Sure, this is a contrived situation - single Mom Alice goes out for a birthday night on the town with friends, and they party with three male friends who just HAPPEN to be working on pitching their own independent movie idea, and then they all end up passed out at Alice's house, which just HAPPENS to have a spare guest house that nobody is using, and Alice's deceased dad just HAPPENS to have been a famous filmmaker that the young guys admire, and they flatter Alice's mom just enough so that she HAPPENS to suggest that they stay in the guest house while they finish their screenplay.  Because, you see, the young men just HAPPEN to have been thrown out of their last apartment, earlier that very same day.  Whoof, that's a lot of happen-stances - one can almost see the divine hand of the screenwriter bringing all these random elements together to form a near perfect storm of coincidence.

Oh, yeah, Alice just HAPPENS to be separated from her husband, who's a band manager back in New York, and she recently moved back to L.A. with her two daughters.  So having three young men hanging around the same house seems like a totally terrible idea, except then it isn't, because they get along well with her daughters, provide some kind of missing stable male influence in their lives, and one can even help her older daughter with writing a one-act play for school.  The fact that one of the three men is romantically interested in Alice doesn't hurt either.

Alice's ex, meanwhile, thinks it's a terrible idea to have three male strangers crashing at the house where his daughters live (and he doesn't even know that one is sleeping with his wife) so it forces him to come to L.A. and investigate the situation.  Another coincidence that it takes this situation to spend time with his own family, something he should have been doing more of in the first place, perhaps.  And if you thought things were tense in the house before, just wait until Alice's husband shows up, and everything comes to a boil.

But fortunately, the situation also finds ways to be more charming than inconvenient, and that's really saying something - you start to maybe think that maybe things are going to work out for the best, whatever that specifically means, though, is a little up-for-grabs.  Having three extra sets of hands around to pick up the kids when needed, cook dinner occasionally and, umm, spend time with after hours (that one guy in particular, thankfully Alice isn't sleeping with all three of them...) turns out to be just what the family needs, again, in a very coincidental, barely-believable sort of way.
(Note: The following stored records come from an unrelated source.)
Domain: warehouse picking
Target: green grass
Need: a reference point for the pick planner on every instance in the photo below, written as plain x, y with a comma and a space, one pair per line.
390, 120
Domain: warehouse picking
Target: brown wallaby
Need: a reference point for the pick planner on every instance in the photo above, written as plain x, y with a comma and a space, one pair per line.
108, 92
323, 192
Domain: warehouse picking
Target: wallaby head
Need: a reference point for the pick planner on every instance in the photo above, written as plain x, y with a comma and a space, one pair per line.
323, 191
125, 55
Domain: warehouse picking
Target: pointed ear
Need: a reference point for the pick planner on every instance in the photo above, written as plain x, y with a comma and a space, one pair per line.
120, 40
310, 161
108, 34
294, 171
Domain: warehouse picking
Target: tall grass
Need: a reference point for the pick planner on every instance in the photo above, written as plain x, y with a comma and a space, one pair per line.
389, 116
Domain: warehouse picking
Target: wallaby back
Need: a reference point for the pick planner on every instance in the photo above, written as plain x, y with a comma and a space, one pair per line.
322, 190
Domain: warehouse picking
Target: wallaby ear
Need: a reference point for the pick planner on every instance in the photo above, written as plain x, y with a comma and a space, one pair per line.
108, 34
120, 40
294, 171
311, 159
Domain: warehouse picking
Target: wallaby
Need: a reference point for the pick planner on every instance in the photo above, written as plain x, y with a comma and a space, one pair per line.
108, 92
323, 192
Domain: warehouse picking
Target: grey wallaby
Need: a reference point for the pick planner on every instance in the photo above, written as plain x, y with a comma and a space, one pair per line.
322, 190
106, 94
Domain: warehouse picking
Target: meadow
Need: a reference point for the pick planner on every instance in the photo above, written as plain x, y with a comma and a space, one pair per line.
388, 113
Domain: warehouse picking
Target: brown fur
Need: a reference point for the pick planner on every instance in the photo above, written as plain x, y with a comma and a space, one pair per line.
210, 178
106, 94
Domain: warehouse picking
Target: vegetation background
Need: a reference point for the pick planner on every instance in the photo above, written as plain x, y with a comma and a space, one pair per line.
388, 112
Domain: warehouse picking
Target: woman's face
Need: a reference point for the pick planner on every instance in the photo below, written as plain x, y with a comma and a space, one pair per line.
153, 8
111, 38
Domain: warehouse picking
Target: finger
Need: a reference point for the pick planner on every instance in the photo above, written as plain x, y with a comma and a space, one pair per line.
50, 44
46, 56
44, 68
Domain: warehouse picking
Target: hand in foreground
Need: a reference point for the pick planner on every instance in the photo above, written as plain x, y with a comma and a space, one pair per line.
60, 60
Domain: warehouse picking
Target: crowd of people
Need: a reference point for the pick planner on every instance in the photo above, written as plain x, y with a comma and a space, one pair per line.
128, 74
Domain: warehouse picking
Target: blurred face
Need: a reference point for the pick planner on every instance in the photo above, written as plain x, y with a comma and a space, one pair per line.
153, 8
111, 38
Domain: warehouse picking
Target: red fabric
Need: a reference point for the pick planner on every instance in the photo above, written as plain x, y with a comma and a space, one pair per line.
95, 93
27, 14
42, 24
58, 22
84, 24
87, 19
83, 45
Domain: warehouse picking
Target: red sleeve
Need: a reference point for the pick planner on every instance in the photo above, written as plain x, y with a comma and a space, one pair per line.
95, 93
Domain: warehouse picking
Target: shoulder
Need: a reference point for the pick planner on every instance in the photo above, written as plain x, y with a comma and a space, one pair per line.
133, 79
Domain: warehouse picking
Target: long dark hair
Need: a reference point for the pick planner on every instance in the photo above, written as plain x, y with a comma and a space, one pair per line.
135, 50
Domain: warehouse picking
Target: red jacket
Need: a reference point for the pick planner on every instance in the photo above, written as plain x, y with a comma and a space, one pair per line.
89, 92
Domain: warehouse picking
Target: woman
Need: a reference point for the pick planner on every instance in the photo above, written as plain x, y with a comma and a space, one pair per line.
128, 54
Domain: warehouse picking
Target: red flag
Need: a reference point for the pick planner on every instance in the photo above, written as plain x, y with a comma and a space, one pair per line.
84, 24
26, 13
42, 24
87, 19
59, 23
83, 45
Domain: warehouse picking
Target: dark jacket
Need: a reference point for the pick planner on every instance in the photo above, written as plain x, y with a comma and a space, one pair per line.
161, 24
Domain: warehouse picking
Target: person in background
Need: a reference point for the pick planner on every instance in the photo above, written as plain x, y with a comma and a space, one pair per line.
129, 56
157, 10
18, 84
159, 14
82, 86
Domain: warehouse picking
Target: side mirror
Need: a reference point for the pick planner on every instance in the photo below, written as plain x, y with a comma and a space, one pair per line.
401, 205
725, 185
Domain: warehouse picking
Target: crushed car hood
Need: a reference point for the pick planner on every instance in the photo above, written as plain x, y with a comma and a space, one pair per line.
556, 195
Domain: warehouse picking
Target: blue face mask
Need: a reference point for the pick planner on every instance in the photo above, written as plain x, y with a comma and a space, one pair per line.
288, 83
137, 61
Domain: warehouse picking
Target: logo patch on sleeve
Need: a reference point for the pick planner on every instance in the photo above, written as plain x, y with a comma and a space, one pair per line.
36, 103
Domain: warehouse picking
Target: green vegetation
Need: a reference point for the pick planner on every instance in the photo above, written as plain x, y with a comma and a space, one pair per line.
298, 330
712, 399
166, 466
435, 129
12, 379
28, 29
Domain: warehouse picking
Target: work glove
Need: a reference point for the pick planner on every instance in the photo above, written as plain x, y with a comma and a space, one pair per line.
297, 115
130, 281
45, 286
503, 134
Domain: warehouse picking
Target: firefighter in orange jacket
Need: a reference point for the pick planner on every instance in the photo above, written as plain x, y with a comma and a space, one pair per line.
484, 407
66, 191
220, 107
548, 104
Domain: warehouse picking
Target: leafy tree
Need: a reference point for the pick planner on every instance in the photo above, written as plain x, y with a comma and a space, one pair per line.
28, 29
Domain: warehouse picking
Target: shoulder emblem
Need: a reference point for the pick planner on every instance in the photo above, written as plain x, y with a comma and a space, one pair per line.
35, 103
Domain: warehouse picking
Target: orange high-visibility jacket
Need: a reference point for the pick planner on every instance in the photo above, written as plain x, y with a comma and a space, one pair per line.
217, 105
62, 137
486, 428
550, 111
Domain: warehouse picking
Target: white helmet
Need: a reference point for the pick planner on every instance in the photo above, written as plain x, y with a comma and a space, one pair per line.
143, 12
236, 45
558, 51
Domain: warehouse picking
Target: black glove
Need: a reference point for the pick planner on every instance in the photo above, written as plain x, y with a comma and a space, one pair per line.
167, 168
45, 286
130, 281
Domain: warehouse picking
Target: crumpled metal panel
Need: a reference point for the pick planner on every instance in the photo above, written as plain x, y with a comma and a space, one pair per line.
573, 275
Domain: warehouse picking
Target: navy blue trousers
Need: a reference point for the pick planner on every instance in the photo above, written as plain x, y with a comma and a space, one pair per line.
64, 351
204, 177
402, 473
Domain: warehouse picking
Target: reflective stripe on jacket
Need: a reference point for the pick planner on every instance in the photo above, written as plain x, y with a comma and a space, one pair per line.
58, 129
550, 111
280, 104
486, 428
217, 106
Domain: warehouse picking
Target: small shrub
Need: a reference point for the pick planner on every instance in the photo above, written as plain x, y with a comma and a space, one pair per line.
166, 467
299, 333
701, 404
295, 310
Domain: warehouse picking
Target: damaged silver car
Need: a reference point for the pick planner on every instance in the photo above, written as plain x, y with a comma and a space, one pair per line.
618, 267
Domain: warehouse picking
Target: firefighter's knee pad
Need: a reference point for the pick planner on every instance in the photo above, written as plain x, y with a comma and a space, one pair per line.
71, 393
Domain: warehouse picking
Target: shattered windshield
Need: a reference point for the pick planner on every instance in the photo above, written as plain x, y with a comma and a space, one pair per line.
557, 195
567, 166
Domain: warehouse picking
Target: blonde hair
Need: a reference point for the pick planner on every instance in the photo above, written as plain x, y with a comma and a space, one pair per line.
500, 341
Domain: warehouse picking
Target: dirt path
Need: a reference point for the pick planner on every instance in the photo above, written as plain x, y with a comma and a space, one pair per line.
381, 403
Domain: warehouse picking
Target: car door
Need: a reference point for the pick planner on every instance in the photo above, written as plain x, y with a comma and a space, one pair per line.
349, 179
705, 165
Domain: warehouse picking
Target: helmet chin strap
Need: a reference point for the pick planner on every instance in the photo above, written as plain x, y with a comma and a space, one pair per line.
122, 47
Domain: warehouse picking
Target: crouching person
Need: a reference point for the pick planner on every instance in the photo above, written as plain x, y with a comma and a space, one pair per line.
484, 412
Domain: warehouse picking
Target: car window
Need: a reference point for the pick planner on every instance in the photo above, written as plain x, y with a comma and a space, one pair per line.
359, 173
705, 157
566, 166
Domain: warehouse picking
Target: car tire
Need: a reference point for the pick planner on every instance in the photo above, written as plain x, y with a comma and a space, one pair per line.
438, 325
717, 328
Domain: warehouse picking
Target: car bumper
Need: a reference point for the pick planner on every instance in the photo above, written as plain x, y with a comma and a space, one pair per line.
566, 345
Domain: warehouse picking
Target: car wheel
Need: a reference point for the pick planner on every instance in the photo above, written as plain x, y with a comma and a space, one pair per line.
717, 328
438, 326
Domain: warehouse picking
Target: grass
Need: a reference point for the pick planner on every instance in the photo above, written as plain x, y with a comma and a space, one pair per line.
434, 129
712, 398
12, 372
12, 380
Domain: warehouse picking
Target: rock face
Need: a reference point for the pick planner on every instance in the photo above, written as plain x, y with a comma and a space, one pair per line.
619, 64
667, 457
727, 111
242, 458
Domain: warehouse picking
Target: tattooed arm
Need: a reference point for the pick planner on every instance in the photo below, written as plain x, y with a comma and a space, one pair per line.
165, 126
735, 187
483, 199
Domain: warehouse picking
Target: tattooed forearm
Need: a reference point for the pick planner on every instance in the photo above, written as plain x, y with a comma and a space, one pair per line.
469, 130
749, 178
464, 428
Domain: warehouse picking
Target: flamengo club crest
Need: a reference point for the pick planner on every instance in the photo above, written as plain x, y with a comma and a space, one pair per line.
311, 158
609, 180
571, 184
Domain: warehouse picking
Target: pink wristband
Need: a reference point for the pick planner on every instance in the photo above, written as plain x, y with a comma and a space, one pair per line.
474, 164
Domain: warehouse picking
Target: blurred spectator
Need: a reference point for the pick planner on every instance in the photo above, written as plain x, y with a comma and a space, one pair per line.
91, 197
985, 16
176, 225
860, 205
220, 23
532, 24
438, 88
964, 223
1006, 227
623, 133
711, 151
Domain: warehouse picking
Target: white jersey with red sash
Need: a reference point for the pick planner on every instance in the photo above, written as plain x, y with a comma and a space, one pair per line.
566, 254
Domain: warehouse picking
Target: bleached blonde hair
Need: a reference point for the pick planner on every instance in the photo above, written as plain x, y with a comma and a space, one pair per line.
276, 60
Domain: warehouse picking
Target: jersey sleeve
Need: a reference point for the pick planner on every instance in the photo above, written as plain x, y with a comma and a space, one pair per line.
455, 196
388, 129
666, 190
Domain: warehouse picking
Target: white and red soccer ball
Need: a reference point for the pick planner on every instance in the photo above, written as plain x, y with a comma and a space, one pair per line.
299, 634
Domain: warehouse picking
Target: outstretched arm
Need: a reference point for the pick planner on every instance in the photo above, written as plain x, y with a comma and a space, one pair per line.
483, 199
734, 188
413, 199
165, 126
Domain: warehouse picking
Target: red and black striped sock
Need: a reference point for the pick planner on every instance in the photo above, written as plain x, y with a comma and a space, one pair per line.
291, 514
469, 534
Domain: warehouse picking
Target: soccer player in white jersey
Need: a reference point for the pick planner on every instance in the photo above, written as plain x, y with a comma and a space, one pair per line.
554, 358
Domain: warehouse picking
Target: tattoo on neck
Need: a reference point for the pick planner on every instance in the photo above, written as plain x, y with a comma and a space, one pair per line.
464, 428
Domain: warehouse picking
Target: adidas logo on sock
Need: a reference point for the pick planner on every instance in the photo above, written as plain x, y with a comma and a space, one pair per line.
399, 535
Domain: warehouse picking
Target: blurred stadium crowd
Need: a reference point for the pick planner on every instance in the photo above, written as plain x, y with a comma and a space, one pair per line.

So it's not a Shakespearean drama, but neither is it a silly bedroom farce, it's sort of right down the middle.  A film that acknowledges that it's tough to be a single parent, also tough to be separated from your spouse while you try to figure out the next direction to go in life.  I'm sure this strikes a chord with at least a certain segment of the population.  For that matter, it's tough to pitch a screenplay, it's tough to work with a writing partner, it's tough to design a web-site for your decorating business, and it's tough to drive a stick-shift.  But at least everyone in this film is trying to do the best that they can, and that's not nothing.

Also starring Michael Sheen (last seen in "Norman"), Candice Bergen (last seen in "The Meyerowitz Stories (New and Selected)"), Pico Alexander (last seen in "A Most Violent Year"), Jon Rudnitsky, Nat Wolff (last seen in "Peace, Love & Misunderstanding"), Lola Flanery, Eden Grace Redfield (last seen in "The Glass Castle"), Lake Bell (last heard in "Spider-Man: Into the Spider-Verse"), Dolly Wells (last seen in "Can You Ever Forgive Me?"), Michael Cyril Creighton (ditto), Reid Scott (last seen in "Venom"), P.J. Byrne (last seen in "Rampage"), Ben Sinclair (last seen in "Sisters"), Josh Stamberg (last seen in "Pacific Rim: Uprising"), Jen Kirkman, Paige Cato.